More importantly, the admin level affects the scale or zoom level at which the boundary appears. In Rand McNally’s Quick Reference World Atlas (rev. 2000) and Goode’s World Atlas (22nd ed., 2010), there isn’t enough detail to warrant more than two levels of boundaries. Notice how they gloss over the various regional distinctions between different kinds of boundaries. Whether it’s a state, province, etc., what they intend to show is a second-order boundary. Imagine a map that only shows third-order boundaries – should it show San Francisco’s boundary?

As a rule of thumb, we should use the minimum applicable value numerically. As you zoom in, the map continues to show the lower-order boundaries while progressively adding higher orders. If you choose too high an admin level for San Francisco, the border around the Farallons won’t appear until too late. If you choose a lower admin level for San Francisco, it’ll stick around even as you zoom in.

What happens when a boundary line happens to be both an international boundary and a second-order boundary? Of course, the map depicts only the international boundary, ignoring the second-order boundary, except perhaps as an edge label. Any map will show the boundary of San Francisco as a county boundary on every side, even if it still acknowledges San Francisco County by force of habit.

Regardless of the use case, admin_level=* is how we tag the order of a boundary, answering the question: “What does it subdivide?” San Francisco and the neighboring counties all subdivide California.

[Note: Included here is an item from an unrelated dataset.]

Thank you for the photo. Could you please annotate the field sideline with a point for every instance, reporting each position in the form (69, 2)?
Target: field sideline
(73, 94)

Earlier, I mentioned that in Ohio we do keep withdrawn cities and villages at level 8 rather than promoting them to level 7 alongside the townships they withdrew from. This is not only because of the convenience of keeping all the cities and villages at the same level. By leaving a gap at level 7, we’re saying that there’s something there – the paper township – but we choose not to map it.

This is the approach we’d take with San Francisco if we were to determine that San Francisco County does exist, but it’s too obscure to map. We’d take this approach with New Orleans if we were to come to the conclusion that Orleans Parish is too obscure to map. But as it is, those parish limit signs aren’t the only way motorists come into contact with Orleans Parish as they make their way to New Orleans.

1 Like

I am curious whether by this logic, if we would promote Washington (of Washington, D.C. fame) to admin_level=6. After all, it is the sole division of the admin_level=4 District of Columbia.